Climate change 'biggest threat' to National Trust land
- Published
The National Trust has said climate change is the "biggest threat" to the land it protects.
Unveiling a 10-year plan to "nurse the natural environment back to health", the charity said there had been an "alarming decline in wildlife" and time was "running out" to avoid more harm.
It said it would spend about £1bn over the next decade on conserving its houses, gardens and countryside.
The money includes £300m for clearing a "backlog of repairs".
The trust said intensive farming and climate change had affected the "long-term health of the land", and cited RSPB research, external which suggested 60% of UK wildlife species had declined over the last 50 years.
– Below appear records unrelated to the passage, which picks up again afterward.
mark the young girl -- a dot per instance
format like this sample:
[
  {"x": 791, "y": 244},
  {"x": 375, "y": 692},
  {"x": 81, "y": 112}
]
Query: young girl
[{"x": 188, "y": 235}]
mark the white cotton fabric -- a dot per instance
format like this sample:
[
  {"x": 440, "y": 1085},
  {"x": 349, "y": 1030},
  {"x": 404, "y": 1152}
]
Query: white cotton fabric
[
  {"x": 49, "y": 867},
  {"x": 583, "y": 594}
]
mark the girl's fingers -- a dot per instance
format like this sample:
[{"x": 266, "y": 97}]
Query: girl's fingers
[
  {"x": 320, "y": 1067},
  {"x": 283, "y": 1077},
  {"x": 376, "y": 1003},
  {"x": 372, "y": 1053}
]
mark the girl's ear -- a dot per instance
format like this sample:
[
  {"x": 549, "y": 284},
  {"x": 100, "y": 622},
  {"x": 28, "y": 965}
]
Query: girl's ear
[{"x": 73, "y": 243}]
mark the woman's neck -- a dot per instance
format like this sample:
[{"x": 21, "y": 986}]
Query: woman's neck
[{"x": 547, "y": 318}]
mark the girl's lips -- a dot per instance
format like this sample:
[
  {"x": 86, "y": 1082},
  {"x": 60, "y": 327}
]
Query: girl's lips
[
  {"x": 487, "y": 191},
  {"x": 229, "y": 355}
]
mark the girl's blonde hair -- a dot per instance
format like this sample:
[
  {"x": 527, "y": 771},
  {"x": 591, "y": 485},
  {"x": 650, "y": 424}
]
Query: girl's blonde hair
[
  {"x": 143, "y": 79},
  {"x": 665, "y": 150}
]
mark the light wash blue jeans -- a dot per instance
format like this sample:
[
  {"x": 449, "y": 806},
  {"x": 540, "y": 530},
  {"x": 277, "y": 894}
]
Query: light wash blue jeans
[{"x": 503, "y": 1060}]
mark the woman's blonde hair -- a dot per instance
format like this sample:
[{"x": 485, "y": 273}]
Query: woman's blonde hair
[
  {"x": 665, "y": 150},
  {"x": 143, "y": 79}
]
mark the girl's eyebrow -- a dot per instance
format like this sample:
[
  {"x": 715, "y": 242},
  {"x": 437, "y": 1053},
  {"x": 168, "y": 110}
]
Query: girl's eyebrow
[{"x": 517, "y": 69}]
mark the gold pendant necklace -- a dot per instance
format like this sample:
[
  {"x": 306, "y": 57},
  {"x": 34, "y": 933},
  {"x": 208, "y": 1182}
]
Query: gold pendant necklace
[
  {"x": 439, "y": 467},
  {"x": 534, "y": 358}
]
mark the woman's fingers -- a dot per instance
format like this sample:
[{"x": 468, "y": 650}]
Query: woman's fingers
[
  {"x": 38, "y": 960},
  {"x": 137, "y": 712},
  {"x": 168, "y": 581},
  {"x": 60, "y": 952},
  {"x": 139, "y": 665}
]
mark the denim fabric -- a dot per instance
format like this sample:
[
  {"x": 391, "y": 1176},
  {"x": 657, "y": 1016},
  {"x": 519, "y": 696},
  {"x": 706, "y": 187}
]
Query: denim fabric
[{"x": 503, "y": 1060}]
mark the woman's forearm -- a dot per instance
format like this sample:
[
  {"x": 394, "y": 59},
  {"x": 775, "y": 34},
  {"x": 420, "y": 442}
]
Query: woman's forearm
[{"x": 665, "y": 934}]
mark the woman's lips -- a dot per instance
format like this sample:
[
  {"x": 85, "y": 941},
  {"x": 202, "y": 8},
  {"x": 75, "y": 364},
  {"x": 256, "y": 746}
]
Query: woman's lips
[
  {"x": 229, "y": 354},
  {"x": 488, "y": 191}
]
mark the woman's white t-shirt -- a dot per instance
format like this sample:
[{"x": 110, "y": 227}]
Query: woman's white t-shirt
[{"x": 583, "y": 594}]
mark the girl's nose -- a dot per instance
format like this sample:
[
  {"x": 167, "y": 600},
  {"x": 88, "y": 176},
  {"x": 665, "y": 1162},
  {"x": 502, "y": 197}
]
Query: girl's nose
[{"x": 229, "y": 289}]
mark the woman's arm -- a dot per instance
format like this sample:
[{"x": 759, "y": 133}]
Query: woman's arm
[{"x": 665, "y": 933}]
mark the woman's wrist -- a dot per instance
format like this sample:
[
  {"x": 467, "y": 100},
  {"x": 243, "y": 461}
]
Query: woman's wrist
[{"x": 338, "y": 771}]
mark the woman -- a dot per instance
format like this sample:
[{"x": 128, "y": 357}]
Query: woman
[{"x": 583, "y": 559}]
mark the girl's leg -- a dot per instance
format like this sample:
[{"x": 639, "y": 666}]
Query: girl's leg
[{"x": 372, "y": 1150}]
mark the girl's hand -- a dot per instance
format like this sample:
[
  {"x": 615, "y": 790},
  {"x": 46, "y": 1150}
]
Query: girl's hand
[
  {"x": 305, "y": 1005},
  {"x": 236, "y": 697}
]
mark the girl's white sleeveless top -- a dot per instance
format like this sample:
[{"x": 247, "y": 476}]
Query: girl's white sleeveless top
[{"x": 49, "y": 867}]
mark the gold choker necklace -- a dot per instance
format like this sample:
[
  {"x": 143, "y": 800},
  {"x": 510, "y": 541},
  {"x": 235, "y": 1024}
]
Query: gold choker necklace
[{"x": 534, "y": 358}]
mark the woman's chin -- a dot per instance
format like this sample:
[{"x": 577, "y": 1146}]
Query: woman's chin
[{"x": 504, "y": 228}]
The 10-year plan includes a drive to "increasingly join forces with other charities, government, business and local communities to improve the quality of the land and attract wildlife back to the fields, woods and river banks".
The trust, which has more than 4.2 million members and looks after about 600,000 acres of countryside, also said it would cut its energy use by 20% and repeated a pledge to get half of its energy from renewable sources.
Its director general, Dame Helen Ghosh, said the trust could make a difference by "showing people what good looks like" to encourage collective action.
Speaking on BBC Radio 4's Today programme, she said: "This is absolutely in the tradition of the National Trust - we always try to focus on the conservation challenge of the day... whether that was green spaces for the urban poor in the 19th Century, or the decline, the destruction, of the country house in the 20th."